The PDPC, demonstrating its commitment to upholding these regulations, fined the hospital 1.21 million baht. The disposal business owner, who was entrusted with the document disposal process, was also penalised, receiving a fine of 16,940 baht.
The PDPC's recent enforcement actions are not limited to this incident. Since 2024, the committee has concluded six cases of personal data violations, totalling 21.5 million baht in fines. Inadequate security measures, including weak passwords and lack of risk assessment, were found in several investigations.
The PDPC's crackdown on data breaches is not just focused on private entities. A state agency leaked the personal information of over 200,000 citizens due to a cyber-attack on its web application. This incident was one of five major cases reported by the PDPC on Friday.
Thailand's data protection framework, modelled closely after the European Union’s GDPR, imposes strict rules on the handling of personal data. The PDPA requires data minimization, informed consent, and respect for data subject rights. The PDPC has shown its willingness to issue fines and take enforcement actions against breaches, signalling serious regulatory oversight in the country.
The recently enacted Data (Use and Access) Act 2025 updates some aspects of data protection and access controls, reinforcing the regulatory framework and potentially expanding state oversight and data governance measures. Social media and online platforms also face complementary rules that require content takedown within 24 hours if notified of illegal or harmful content, illustrating Thailand’s broader move to regulate digital and data-related activities strictly.
In summary, Thailand’s data protection laws now provide strong legal mechanisms to protect personal and sensitive data, enforce restrictions on data misuse, and impose fines and penalties on offenders. The PDPA, combined with recent amendments and active enforcement by the PDPC, constitutes the current legal basis for personal data protection in Thailand.
- The enforcement of strict rules on the collection, use, and disclosure of personal data by Thailand's Personal Data Protection Committee (PDPC) extends to medical-conditions, health-and-wellness, finance, technology, and general-news, as demonstrated by the fines issued for breaches of personal data in various industries.
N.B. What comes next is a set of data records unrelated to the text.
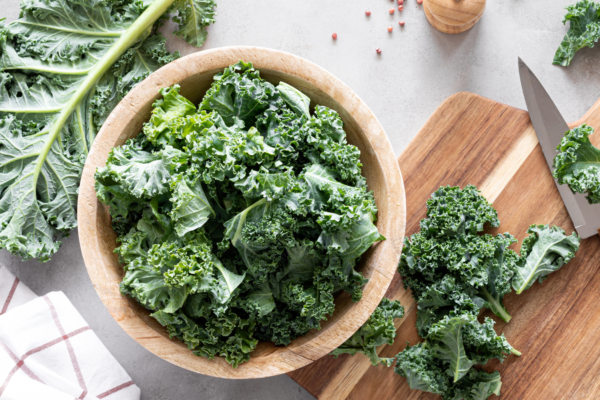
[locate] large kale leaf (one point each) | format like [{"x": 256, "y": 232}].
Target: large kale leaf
[
  {"x": 449, "y": 266},
  {"x": 584, "y": 30},
  {"x": 578, "y": 163},
  {"x": 64, "y": 65},
  {"x": 545, "y": 250}
]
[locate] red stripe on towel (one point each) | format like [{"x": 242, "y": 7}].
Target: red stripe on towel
[{"x": 13, "y": 289}]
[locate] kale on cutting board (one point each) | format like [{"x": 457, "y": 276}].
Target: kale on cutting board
[
  {"x": 455, "y": 271},
  {"x": 64, "y": 65},
  {"x": 577, "y": 163}
]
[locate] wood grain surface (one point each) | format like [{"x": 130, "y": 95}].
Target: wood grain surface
[
  {"x": 452, "y": 16},
  {"x": 195, "y": 74},
  {"x": 556, "y": 325}
]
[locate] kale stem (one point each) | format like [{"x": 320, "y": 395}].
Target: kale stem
[
  {"x": 497, "y": 308},
  {"x": 129, "y": 37}
]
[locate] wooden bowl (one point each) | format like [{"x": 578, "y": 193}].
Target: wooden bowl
[{"x": 195, "y": 74}]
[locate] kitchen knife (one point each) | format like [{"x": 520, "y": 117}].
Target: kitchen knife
[{"x": 550, "y": 128}]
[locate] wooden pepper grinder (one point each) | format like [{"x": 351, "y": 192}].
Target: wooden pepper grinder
[{"x": 453, "y": 16}]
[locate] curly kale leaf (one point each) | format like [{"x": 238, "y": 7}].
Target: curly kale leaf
[
  {"x": 191, "y": 208},
  {"x": 476, "y": 385},
  {"x": 64, "y": 66},
  {"x": 500, "y": 271},
  {"x": 545, "y": 250},
  {"x": 460, "y": 274},
  {"x": 228, "y": 335},
  {"x": 578, "y": 163},
  {"x": 452, "y": 211},
  {"x": 193, "y": 18},
  {"x": 443, "y": 363},
  {"x": 239, "y": 93},
  {"x": 447, "y": 344},
  {"x": 226, "y": 236},
  {"x": 51, "y": 108},
  {"x": 584, "y": 30},
  {"x": 422, "y": 369},
  {"x": 139, "y": 172},
  {"x": 378, "y": 330}
]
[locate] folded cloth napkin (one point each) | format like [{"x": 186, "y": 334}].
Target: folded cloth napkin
[{"x": 48, "y": 351}]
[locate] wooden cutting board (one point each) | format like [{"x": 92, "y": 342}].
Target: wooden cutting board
[{"x": 556, "y": 325}]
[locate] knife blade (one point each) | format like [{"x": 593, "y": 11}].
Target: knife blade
[{"x": 550, "y": 127}]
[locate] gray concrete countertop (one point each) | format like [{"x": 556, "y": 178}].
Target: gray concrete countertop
[{"x": 418, "y": 68}]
- The PDPA, a law that closely mirrors the European Union’s GDPR, requires data minimization, informed consent, and respect for data subject rights, thereby protecting sensitive information related to science, medical-conditions, health-and-wellness, finance, technology, and general-news.
- The PDPC's expanding jurisdiction under the Data (Use and Access) Act 2025 may lead to increased scrutiny and regulation of social media and online platforms, potentially impacting the handling and disclosure of data related to science, medical-conditions, health-and-wellness, finance, technology, and general-news.